I grew up in Pittsburgh, PA, the youngest of five (overachievers, every one), and fell in love with words and stories the summer I read Gone With The Wind. That year, for my twelfth birthday, my parents gave me a typewriter (with italic font – it was the coolest thing) and from that day on, I’ve had my fingers on a keyboard, pounding out love stories for fun. My AP English teacher taught me the two most important lessons an aspiring author ever needs: 1) verbs are the key to life and 2) a writer should get a real job. After attending UCLA and graduating with a degree in communications, I tried acting and television broadcasting. Oh, they aren’t real jobs? I learned that the hard way. I changed my last name from Zink to St. Claire because a news producer told me Roxanne Zink had too many harsh consonants for a TV personality – apparently Katie Couric didn’t get the memo. I got some fun gigs, and even met Tom Hanks when I did a guest appearance on Bosom Buddies. I liked on camera work, but wasn’t too crazy about starvation, so I moved to Boston and got that “real” job. In fact, I placed my foot on the bottom rung of the corporate ladder and didn’t look down until I’d climbed all the way up to the level of Senior Vice President at the world’s largest public relations firm. On the way up, I met the man of my dreams in an elevator. Two years later – in the same elevator! – he asked me to marry him and I wisely said yes.

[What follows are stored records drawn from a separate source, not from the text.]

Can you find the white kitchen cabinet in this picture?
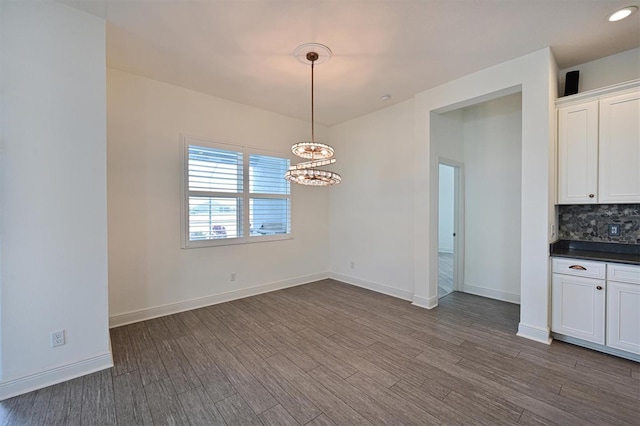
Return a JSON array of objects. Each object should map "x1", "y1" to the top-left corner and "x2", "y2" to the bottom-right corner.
[
  {"x1": 598, "y1": 92, "x2": 640, "y2": 204},
  {"x1": 558, "y1": 100, "x2": 598, "y2": 204},
  {"x1": 556, "y1": 80, "x2": 640, "y2": 204},
  {"x1": 551, "y1": 273, "x2": 605, "y2": 345},
  {"x1": 606, "y1": 264, "x2": 640, "y2": 354}
]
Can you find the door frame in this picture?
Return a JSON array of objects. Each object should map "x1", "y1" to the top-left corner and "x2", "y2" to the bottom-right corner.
[{"x1": 436, "y1": 157, "x2": 464, "y2": 291}]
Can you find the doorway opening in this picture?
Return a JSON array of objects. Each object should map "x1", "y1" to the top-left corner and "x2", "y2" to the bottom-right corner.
[{"x1": 438, "y1": 159, "x2": 463, "y2": 299}]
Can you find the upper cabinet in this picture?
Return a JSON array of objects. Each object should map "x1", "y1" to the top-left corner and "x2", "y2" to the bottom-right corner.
[
  {"x1": 558, "y1": 100, "x2": 598, "y2": 204},
  {"x1": 598, "y1": 91, "x2": 640, "y2": 204},
  {"x1": 556, "y1": 81, "x2": 640, "y2": 204}
]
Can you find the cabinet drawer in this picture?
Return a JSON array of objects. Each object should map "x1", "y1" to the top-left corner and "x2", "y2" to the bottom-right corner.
[
  {"x1": 607, "y1": 263, "x2": 640, "y2": 284},
  {"x1": 552, "y1": 257, "x2": 606, "y2": 279}
]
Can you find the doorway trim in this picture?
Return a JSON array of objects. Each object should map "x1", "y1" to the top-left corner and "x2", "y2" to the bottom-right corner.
[{"x1": 435, "y1": 156, "x2": 464, "y2": 298}]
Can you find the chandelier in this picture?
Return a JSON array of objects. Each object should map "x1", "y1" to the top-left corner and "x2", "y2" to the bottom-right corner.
[{"x1": 284, "y1": 43, "x2": 342, "y2": 186}]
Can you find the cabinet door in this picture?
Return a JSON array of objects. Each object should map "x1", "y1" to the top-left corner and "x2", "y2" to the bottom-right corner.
[
  {"x1": 551, "y1": 274, "x2": 605, "y2": 345},
  {"x1": 607, "y1": 281, "x2": 640, "y2": 354},
  {"x1": 598, "y1": 92, "x2": 640, "y2": 203},
  {"x1": 558, "y1": 101, "x2": 598, "y2": 204}
]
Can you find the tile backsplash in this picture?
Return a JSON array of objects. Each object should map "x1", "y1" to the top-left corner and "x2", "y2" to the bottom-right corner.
[{"x1": 558, "y1": 204, "x2": 640, "y2": 244}]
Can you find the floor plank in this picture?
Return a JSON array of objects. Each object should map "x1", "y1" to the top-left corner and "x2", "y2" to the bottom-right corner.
[{"x1": 0, "y1": 280, "x2": 640, "y2": 426}]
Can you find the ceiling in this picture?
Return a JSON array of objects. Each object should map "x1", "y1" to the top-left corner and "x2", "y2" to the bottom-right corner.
[{"x1": 58, "y1": 0, "x2": 640, "y2": 126}]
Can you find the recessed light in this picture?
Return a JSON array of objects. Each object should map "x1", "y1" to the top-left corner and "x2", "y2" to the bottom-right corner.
[{"x1": 609, "y1": 6, "x2": 638, "y2": 22}]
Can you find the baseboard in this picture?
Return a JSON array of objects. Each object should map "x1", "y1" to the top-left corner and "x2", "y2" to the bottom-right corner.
[
  {"x1": 462, "y1": 284, "x2": 520, "y2": 305},
  {"x1": 411, "y1": 295, "x2": 438, "y2": 309},
  {"x1": 516, "y1": 323, "x2": 553, "y2": 345},
  {"x1": 109, "y1": 272, "x2": 329, "y2": 328},
  {"x1": 0, "y1": 352, "x2": 113, "y2": 401},
  {"x1": 552, "y1": 333, "x2": 640, "y2": 362},
  {"x1": 329, "y1": 272, "x2": 413, "y2": 300}
]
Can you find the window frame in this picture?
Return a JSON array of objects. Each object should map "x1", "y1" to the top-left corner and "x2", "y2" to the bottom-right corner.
[{"x1": 180, "y1": 134, "x2": 293, "y2": 249}]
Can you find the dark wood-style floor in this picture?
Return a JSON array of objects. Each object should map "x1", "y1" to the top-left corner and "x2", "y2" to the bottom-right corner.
[{"x1": 0, "y1": 280, "x2": 640, "y2": 425}]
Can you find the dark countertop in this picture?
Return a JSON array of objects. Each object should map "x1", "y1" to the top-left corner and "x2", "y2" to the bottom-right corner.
[{"x1": 550, "y1": 240, "x2": 640, "y2": 265}]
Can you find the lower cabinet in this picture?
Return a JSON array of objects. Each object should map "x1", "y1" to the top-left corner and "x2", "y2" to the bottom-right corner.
[
  {"x1": 607, "y1": 265, "x2": 640, "y2": 354},
  {"x1": 551, "y1": 258, "x2": 640, "y2": 355},
  {"x1": 551, "y1": 274, "x2": 605, "y2": 345}
]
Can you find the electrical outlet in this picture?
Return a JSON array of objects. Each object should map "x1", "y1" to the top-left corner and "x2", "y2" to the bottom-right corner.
[
  {"x1": 608, "y1": 223, "x2": 620, "y2": 237},
  {"x1": 51, "y1": 330, "x2": 66, "y2": 348}
]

I stayed in PR, moved to Miami, had a few babies, lost my home in a hurricane, built another one a few hours north and all along, I kept writing my “stories” for fun. One night, I read a particularly fabulous romance novel that changed my life for good. That night, I decided I wanted to make someone else feel as whole and happy as that author made me feel. (Everyone asks! It was Nobody’s Baby But Mine by Susan Elizabeth Phillips.) With two small children and one big “real” job, writing my first novel wasn’t easy, but I did finish a manuscript that managed to get the attention of a literary agent. She told me to do one thing and one thing fast: write another book. (The first one is usually a “learner” book, honestly.) That second manuscript sold to Simon & Schuster’s Pocket Books and was released in 2003 as Tropical Getaway. Since then, I’ve written almost thirty more, in multiple genres, and long ago replaced the corporate ladder with the rollercoaster of publishing as a full-time novelist. Finally, writing is my real job.

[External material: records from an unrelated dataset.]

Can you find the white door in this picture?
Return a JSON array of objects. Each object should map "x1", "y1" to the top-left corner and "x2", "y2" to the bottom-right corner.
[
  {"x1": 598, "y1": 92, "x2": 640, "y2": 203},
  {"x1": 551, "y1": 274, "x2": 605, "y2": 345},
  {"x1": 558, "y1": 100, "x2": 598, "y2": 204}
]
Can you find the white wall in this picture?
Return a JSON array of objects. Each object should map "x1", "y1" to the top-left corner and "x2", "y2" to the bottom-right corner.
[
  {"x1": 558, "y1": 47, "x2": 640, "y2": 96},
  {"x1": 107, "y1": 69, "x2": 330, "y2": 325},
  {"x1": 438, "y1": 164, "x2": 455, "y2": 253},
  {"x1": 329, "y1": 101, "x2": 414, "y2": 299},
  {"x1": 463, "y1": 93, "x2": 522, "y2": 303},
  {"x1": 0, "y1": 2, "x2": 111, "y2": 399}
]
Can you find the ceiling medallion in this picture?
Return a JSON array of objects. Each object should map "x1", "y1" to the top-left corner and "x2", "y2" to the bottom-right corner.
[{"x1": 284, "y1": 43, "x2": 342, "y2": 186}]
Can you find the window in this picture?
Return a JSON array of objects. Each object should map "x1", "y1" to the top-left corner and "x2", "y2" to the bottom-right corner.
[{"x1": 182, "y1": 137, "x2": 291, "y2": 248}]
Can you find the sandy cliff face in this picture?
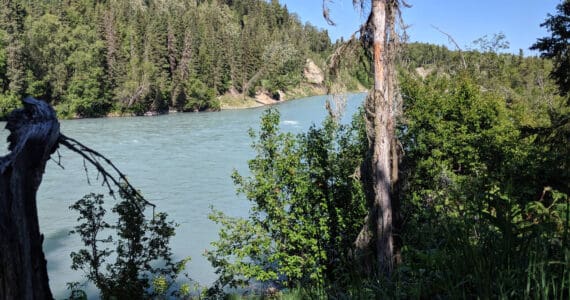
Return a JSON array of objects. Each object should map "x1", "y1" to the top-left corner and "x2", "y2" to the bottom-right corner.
[{"x1": 303, "y1": 59, "x2": 325, "y2": 84}]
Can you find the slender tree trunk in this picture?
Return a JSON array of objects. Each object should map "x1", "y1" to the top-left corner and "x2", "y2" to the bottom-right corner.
[
  {"x1": 356, "y1": 0, "x2": 397, "y2": 276},
  {"x1": 0, "y1": 98, "x2": 59, "y2": 300}
]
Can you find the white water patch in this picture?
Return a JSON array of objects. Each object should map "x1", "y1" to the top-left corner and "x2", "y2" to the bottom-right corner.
[
  {"x1": 0, "y1": 94, "x2": 364, "y2": 299},
  {"x1": 283, "y1": 120, "x2": 299, "y2": 126}
]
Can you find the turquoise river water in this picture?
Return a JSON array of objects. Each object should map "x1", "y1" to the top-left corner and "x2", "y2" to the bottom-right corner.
[{"x1": 0, "y1": 94, "x2": 364, "y2": 299}]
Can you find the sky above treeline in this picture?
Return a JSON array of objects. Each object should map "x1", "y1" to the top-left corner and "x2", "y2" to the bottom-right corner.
[{"x1": 280, "y1": 0, "x2": 562, "y2": 55}]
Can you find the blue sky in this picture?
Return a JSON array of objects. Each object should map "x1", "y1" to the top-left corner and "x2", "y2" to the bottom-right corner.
[{"x1": 280, "y1": 0, "x2": 561, "y2": 54}]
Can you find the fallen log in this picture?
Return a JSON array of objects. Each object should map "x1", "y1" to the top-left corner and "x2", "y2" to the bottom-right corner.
[{"x1": 0, "y1": 98, "x2": 60, "y2": 299}]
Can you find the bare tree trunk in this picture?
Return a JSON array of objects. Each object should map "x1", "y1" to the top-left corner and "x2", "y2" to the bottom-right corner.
[
  {"x1": 0, "y1": 98, "x2": 60, "y2": 300},
  {"x1": 356, "y1": 0, "x2": 394, "y2": 276}
]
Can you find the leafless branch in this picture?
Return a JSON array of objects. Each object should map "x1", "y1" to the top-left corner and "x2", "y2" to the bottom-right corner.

Today, I live in a small beach community in Florida with my husband and our two teenagers, and one spectacular Australian Terrier named Pepper. When I have spare time, I spend it with my family, but also dig in the dirt with my plants, travel for business and fun, hang out with my many writer friends, and, of course, I love to read. I’m still crazy about words and stories and hope to write at least a hundred books in my lifetime. And, yes, verbs are the key to life. My favorites? Love. Work. Play.